What Arista wants is to get customers on the 100 Gb/sec bandwagon, even as some customers are looking for deals on 40 Gb/sec gear. Link aggregation, or LAG, is a technology that was invented as a kind of clustering for switch ports that can make two 40 Gb/sec ports look like one giant 80 Gb/sec port to machines talking to the network and to the switch operating system itself. But the hashing algorithms that are used to aggregate those two ports are not efficient, so the effective bandwidth is a lot lower than 80 Gb/sec and certainly a lot lower than an actual 100 Gb/sec link. (We might argue to do LAG on a pair of 100 Gb/sec ports, but that is just getting greedy.) In any event, the 100 Gb/sec transition is beginning in earnest.
“I can happily and enthusiastically talk to anyone about the transition that is happening from 40G to 100G, but it is not free,” says Hull. “So there is a still a large deployment of 40G that is not going to go away in a hurry, so we continue to add new features and functions. We see that 40G is still a large slice of the market, and the various market forecasters have agreed that 40G has reached its peak, but it does not go to zero instantaneously. 40G is going to transfer to 100G in most areas, and in some it might fall back to 25G, and in other areas 10G is going to move up to 25G.”
From Gigabits To Gigabucks
Arista was one of the innovators to bring corporations, particularly hyperscalers and cloud builders, from Gigabit Ethernet to 10 Gb/sec and then 40 Gb/sec switching, and it is doing its best to get even more share of the market for 25 Gb/sec and 100 Gb/sec devices.
If the final quarter of the year finishes off as we expect, then Arista will break through $1.1 billion in sales and probably bring in something on the order of $180 million to its bottom line.
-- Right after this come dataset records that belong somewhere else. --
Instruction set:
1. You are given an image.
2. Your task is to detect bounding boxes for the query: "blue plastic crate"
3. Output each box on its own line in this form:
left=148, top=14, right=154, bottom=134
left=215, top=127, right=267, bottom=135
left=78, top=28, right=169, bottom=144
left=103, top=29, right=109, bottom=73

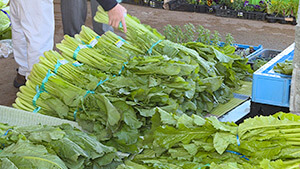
left=252, top=44, right=295, bottom=107
left=220, top=42, right=263, bottom=58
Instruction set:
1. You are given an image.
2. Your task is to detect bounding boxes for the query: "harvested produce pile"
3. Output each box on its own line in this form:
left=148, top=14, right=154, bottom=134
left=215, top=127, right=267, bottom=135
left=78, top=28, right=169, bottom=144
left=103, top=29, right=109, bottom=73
left=118, top=113, right=300, bottom=169
left=0, top=123, right=121, bottom=169
left=273, top=60, right=293, bottom=75
left=0, top=112, right=300, bottom=169
left=13, top=6, right=252, bottom=153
Arista has been found to not have infringed in four of the six patents that Cisco has sued it over, but Cisco has prevailed on two of the patents with the US International Trade Commission and is working on securing an import ban. None of this seems to be slowing down its sales much, and the company has $800 million in cash and securities to tide it over if things get tight. Wall Street seems mostly unfazed by all of this, with Arista now having a $6.5 billion market capitalization. The datacenter switching market that was $6 billion in 2013 is now expected to double to $12 billion in 2017, growing at a compound annual growth rate of 19 percent over that term. Arista had carved out a 3.4 percent share of the ports running at 10 Gb/sec or faster in 2011, 4.9 percent in 2012, 6.7 percent in 2013, 9.3 percent in 2014, 12 percent in 2015 and is projected to hit about 15 percent in 2016. Cisco’s share of the high end of datacenter switching port counts has dropped from 73.3 percent to 53.1 percent over the same time.
Cisco doesn’t play in markets where it doesn’t have 65 percent share, or at least that was the old saw before reality sunk in and competition came to its networking space as it entered the server space in 2009, just as Arista was getting rolling.